First of all, let’s acknowledge that in Chris Beard’s motion offense, there is no set point guard. In fact, Tech hasn’t had a classic point guard since Keenan Evans. Rather, each guard on the floor (and most of the forwards) are asked to move the ball, create off the dribble, and find open teammates.
McClung can do all of those. But to think that he is going to be a primary ball-handler doesn’t seem to be wise.
That’s because he is simply too risky with the ball. He seems to have picked up quite a few bad habits during his time and there’s no way to know how much Georgetown head coach Patrick Ewing tried to coach them out of his game.

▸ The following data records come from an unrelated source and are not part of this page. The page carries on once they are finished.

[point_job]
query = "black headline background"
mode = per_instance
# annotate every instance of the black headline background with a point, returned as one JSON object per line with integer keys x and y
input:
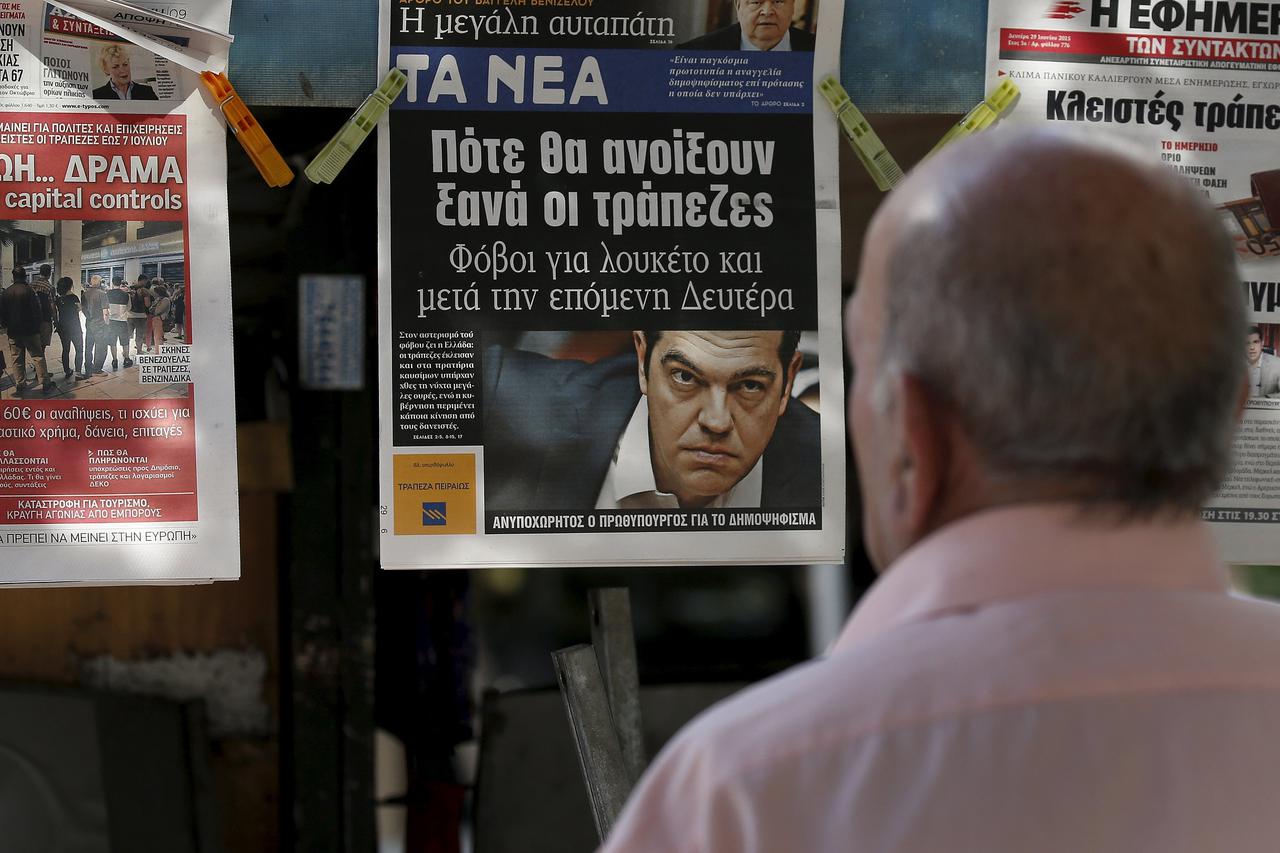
{"x": 421, "y": 249}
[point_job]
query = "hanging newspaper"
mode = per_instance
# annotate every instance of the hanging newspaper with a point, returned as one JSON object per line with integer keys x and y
{"x": 609, "y": 287}
{"x": 1197, "y": 85}
{"x": 117, "y": 428}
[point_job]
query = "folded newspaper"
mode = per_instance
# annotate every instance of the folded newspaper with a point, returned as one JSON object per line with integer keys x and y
{"x": 117, "y": 410}
{"x": 609, "y": 286}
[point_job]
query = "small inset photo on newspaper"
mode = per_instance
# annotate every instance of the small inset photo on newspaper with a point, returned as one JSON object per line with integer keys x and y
{"x": 754, "y": 26}
{"x": 699, "y": 424}
{"x": 1264, "y": 365}
{"x": 94, "y": 310}
{"x": 83, "y": 60}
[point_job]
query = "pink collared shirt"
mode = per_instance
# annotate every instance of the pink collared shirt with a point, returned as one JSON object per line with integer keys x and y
{"x": 1022, "y": 680}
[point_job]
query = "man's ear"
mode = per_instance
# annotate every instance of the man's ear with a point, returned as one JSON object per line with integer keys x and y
{"x": 792, "y": 369}
{"x": 928, "y": 446}
{"x": 641, "y": 355}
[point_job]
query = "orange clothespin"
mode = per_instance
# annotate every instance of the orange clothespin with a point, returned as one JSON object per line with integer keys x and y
{"x": 251, "y": 136}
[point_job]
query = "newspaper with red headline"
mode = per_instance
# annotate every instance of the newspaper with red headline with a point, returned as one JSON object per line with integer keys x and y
{"x": 117, "y": 427}
{"x": 1194, "y": 85}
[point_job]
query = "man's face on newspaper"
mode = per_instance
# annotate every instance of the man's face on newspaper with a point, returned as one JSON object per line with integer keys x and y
{"x": 122, "y": 73}
{"x": 1255, "y": 347}
{"x": 764, "y": 22}
{"x": 714, "y": 398}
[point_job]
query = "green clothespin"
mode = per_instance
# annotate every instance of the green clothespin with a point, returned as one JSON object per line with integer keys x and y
{"x": 334, "y": 155}
{"x": 981, "y": 117}
{"x": 858, "y": 132}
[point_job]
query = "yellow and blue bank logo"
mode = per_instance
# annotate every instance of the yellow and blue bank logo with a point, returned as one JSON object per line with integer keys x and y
{"x": 434, "y": 493}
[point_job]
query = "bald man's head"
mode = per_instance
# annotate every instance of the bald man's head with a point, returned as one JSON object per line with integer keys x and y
{"x": 1077, "y": 310}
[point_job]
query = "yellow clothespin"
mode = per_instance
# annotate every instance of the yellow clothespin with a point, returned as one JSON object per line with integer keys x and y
{"x": 336, "y": 154}
{"x": 981, "y": 117}
{"x": 251, "y": 136}
{"x": 858, "y": 132}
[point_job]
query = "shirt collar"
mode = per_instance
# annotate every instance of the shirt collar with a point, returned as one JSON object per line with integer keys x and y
{"x": 632, "y": 468}
{"x": 631, "y": 465}
{"x": 785, "y": 45}
{"x": 1016, "y": 552}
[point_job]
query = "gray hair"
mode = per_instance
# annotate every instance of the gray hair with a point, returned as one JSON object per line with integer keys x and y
{"x": 1080, "y": 313}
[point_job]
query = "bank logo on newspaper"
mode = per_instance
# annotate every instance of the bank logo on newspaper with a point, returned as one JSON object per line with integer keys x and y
{"x": 434, "y": 493}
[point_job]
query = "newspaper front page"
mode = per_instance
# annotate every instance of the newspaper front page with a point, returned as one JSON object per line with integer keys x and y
{"x": 117, "y": 413}
{"x": 1197, "y": 85}
{"x": 609, "y": 286}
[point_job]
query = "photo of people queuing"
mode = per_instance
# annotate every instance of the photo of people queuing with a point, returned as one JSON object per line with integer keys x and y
{"x": 101, "y": 322}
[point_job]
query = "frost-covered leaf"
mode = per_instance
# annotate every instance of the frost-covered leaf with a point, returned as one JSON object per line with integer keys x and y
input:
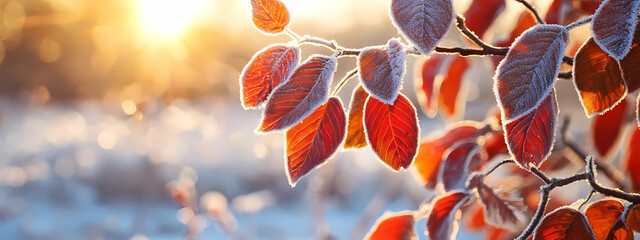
{"x": 604, "y": 219}
{"x": 597, "y": 79}
{"x": 315, "y": 139}
{"x": 392, "y": 131}
{"x": 564, "y": 223}
{"x": 426, "y": 85}
{"x": 432, "y": 149}
{"x": 305, "y": 91}
{"x": 613, "y": 26}
{"x": 455, "y": 167}
{"x": 423, "y": 22}
{"x": 355, "y": 129}
{"x": 606, "y": 128}
{"x": 393, "y": 226}
{"x": 441, "y": 223}
{"x": 500, "y": 212}
{"x": 381, "y": 70}
{"x": 267, "y": 69}
{"x": 527, "y": 74}
{"x": 450, "y": 98}
{"x": 269, "y": 16}
{"x": 481, "y": 14}
{"x": 530, "y": 138}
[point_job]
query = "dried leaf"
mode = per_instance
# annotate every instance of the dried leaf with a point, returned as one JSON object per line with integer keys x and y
{"x": 613, "y": 26}
{"x": 605, "y": 130}
{"x": 381, "y": 70}
{"x": 441, "y": 222}
{"x": 604, "y": 216}
{"x": 597, "y": 79}
{"x": 355, "y": 129}
{"x": 267, "y": 69}
{"x": 564, "y": 223}
{"x": 393, "y": 226}
{"x": 527, "y": 74}
{"x": 530, "y": 138}
{"x": 423, "y": 22}
{"x": 449, "y": 96}
{"x": 315, "y": 139}
{"x": 392, "y": 131}
{"x": 294, "y": 100}
{"x": 269, "y": 16}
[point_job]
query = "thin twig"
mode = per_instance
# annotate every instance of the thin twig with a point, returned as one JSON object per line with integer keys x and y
{"x": 532, "y": 10}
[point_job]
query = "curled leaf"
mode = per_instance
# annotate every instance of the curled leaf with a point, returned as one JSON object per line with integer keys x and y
{"x": 613, "y": 26}
{"x": 392, "y": 131}
{"x": 393, "y": 226}
{"x": 381, "y": 70}
{"x": 269, "y": 16}
{"x": 527, "y": 74}
{"x": 423, "y": 22}
{"x": 315, "y": 139}
{"x": 597, "y": 79}
{"x": 268, "y": 68}
{"x": 305, "y": 91}
{"x": 355, "y": 129}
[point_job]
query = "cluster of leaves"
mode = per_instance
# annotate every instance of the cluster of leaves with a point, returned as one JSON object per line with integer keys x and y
{"x": 296, "y": 100}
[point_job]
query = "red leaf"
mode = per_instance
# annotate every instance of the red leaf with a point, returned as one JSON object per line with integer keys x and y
{"x": 604, "y": 219}
{"x": 481, "y": 14}
{"x": 392, "y": 131}
{"x": 423, "y": 22}
{"x": 449, "y": 97}
{"x": 269, "y": 16}
{"x": 294, "y": 100}
{"x": 355, "y": 129}
{"x": 426, "y": 86}
{"x": 455, "y": 168}
{"x": 597, "y": 79}
{"x": 381, "y": 70}
{"x": 564, "y": 223}
{"x": 527, "y": 74}
{"x": 530, "y": 138}
{"x": 499, "y": 212}
{"x": 605, "y": 130}
{"x": 315, "y": 139}
{"x": 267, "y": 69}
{"x": 440, "y": 224}
{"x": 613, "y": 26}
{"x": 431, "y": 150}
{"x": 393, "y": 226}
{"x": 631, "y": 159}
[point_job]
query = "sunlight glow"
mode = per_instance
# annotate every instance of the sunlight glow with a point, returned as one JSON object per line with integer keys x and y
{"x": 168, "y": 18}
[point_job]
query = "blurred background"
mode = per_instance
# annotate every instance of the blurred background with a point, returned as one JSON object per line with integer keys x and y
{"x": 121, "y": 119}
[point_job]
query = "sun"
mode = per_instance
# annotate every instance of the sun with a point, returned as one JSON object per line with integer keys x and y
{"x": 168, "y": 18}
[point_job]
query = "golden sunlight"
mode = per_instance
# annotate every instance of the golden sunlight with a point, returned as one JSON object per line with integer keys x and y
{"x": 168, "y": 18}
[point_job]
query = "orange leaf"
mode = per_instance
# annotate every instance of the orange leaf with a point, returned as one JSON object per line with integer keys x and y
{"x": 393, "y": 226}
{"x": 530, "y": 138}
{"x": 269, "y": 16}
{"x": 440, "y": 224}
{"x": 355, "y": 130}
{"x": 431, "y": 150}
{"x": 564, "y": 223}
{"x": 632, "y": 158}
{"x": 605, "y": 130}
{"x": 426, "y": 87}
{"x": 315, "y": 139}
{"x": 295, "y": 99}
{"x": 604, "y": 219}
{"x": 449, "y": 95}
{"x": 392, "y": 131}
{"x": 267, "y": 69}
{"x": 597, "y": 79}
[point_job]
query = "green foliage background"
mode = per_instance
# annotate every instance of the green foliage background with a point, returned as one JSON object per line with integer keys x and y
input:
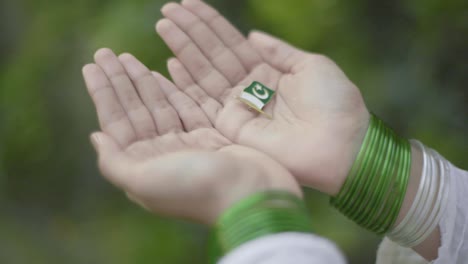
{"x": 409, "y": 58}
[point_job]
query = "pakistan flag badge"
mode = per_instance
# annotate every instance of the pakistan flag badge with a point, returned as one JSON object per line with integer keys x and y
{"x": 256, "y": 96}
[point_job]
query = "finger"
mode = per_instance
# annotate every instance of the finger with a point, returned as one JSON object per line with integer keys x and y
{"x": 164, "y": 115}
{"x": 196, "y": 63}
{"x": 138, "y": 114}
{"x": 185, "y": 83}
{"x": 112, "y": 117}
{"x": 221, "y": 57}
{"x": 277, "y": 53}
{"x": 226, "y": 32}
{"x": 113, "y": 163}
{"x": 189, "y": 112}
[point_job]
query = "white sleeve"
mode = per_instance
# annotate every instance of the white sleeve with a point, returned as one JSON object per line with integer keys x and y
{"x": 453, "y": 228}
{"x": 286, "y": 248}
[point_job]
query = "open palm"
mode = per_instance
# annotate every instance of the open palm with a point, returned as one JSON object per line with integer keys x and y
{"x": 156, "y": 146}
{"x": 319, "y": 117}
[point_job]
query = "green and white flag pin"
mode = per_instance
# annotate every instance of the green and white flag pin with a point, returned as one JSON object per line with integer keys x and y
{"x": 257, "y": 96}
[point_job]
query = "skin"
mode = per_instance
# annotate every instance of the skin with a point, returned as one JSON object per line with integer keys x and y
{"x": 156, "y": 132}
{"x": 316, "y": 106}
{"x": 164, "y": 166}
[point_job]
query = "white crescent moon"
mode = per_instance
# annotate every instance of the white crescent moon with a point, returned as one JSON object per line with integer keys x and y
{"x": 260, "y": 96}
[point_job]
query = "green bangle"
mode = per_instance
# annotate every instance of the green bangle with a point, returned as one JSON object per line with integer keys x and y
{"x": 376, "y": 185}
{"x": 255, "y": 216}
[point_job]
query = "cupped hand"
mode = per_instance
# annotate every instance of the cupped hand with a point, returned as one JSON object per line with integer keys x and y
{"x": 319, "y": 118}
{"x": 161, "y": 149}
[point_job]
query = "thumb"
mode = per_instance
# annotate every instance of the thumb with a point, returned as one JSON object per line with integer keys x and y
{"x": 276, "y": 52}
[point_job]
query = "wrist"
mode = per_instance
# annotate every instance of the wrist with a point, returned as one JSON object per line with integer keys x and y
{"x": 260, "y": 214}
{"x": 373, "y": 192}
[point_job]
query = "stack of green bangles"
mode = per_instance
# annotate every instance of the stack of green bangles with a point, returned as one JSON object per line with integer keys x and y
{"x": 259, "y": 215}
{"x": 376, "y": 185}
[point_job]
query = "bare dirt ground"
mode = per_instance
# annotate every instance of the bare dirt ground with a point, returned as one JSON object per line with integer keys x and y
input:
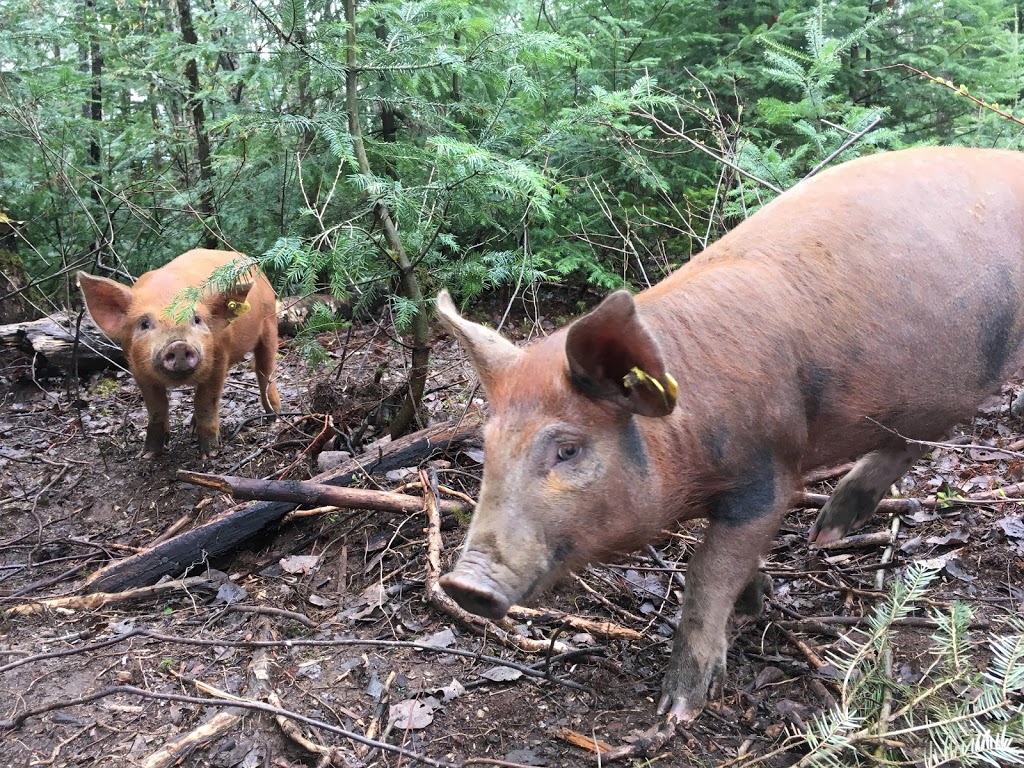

The most probable is his propensity for throwing what my junior high basketball coach, Dennis Garcia, used to label as “one-handed crap passes”. (Obviously, we threw so many of those that the term is permanently embedded in my basketball brain and I could hear Coach G yelling about them even as I watched McClung some 25 years later.)
Much like Chris Clarke this past season, McClung has rarely envisioned a pass that he doesn’t think he can make, and that often leads to some wild cross-court flings or some attempts at pulling off the spectacular. That’s going to drive Chris Beard crazy and it is why you don’t want McClung as your main distributor.
In the Syracuse game, he had no turnovers but there were some moments when he was fortunate with the way the ball bounced after leaving his hands. But against Creighton, he committed six. That was a season-high.
On the year, he turned the ball over 3.7 times per game and his career average is 4 per game. Tech was led by Clarke’s 2.2 giveaways per game this season. That drove fans and Beard nuts at times and that was 1.5 fewer than McClung averaged.
So the best way to utilize McClung’s playmaking ability is to pick your spots. Allow him to attack at strategic moments and exploit mismatches but don’t ask him to run your offense or get others going on a possession-by-possession basis. That’s just not his game.